College as a Marriage Market, by Larn Kirkebøen, Edwin Leuven, Magne Mogstad

"The context of the authors’ study is Norway’s postsecondary education system. The centralized admission process and the rich nationwide data allow them to observe not only people’s choice of college education (institution and field) and workplace, but also if and who they marry (or cohabit with), and to credibly study effects of college enrollment. The authors find the following:

"The type of postsecondary education is empirically important in explaining whom but not whether one marries. 

"Enrolling in a particular institution makes it much more likely to marry someone from that institution. These effects are especially large if individuals overlapped in college, are sizable even for those who studied a different field and are not driven by geography.

"Enrolling in a particular field increases the chances of marrying someone within the field but only insofar as the individuals attended the same institution. Enrolling in a field makes it no more likely to marry someone from other institutions with the same field. 
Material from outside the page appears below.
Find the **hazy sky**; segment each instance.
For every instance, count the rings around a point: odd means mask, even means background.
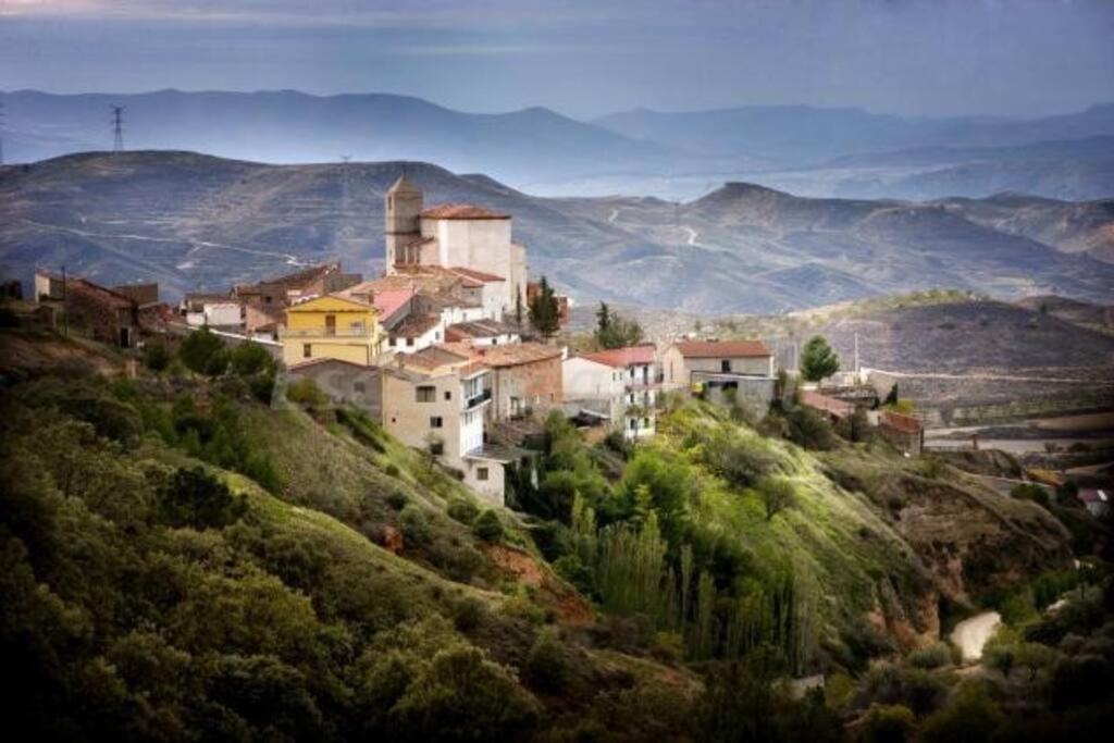
[[[0,0],[19,88],[1035,116],[1114,101],[1114,0]]]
The effects of enrollment on educational homogamy (or marriage between people from similar backgrounds) and assortativity vary systematically across fields and institutions, and tend to larger in more selective and higher paying fields and institutions. 

Only a small part of the effect of enrollment on educational homogamy can be attributed to matches within the same workplace.

Lastly, the effects on the probability of marrying someone within their institution and field vary systematically with cohort-to-cohort variation in sex ratios within institutions and fields. This finding is at odds with the assumption in canonical matching models of large and frictionless marriage markets.

Taken together, these findings suggests that colleges are effectively local marriage markets, mattering greatly for the whom one marries, not because of the pre-determined traits of the students that are admitted but as a direct result of attending a particular institution at a given time."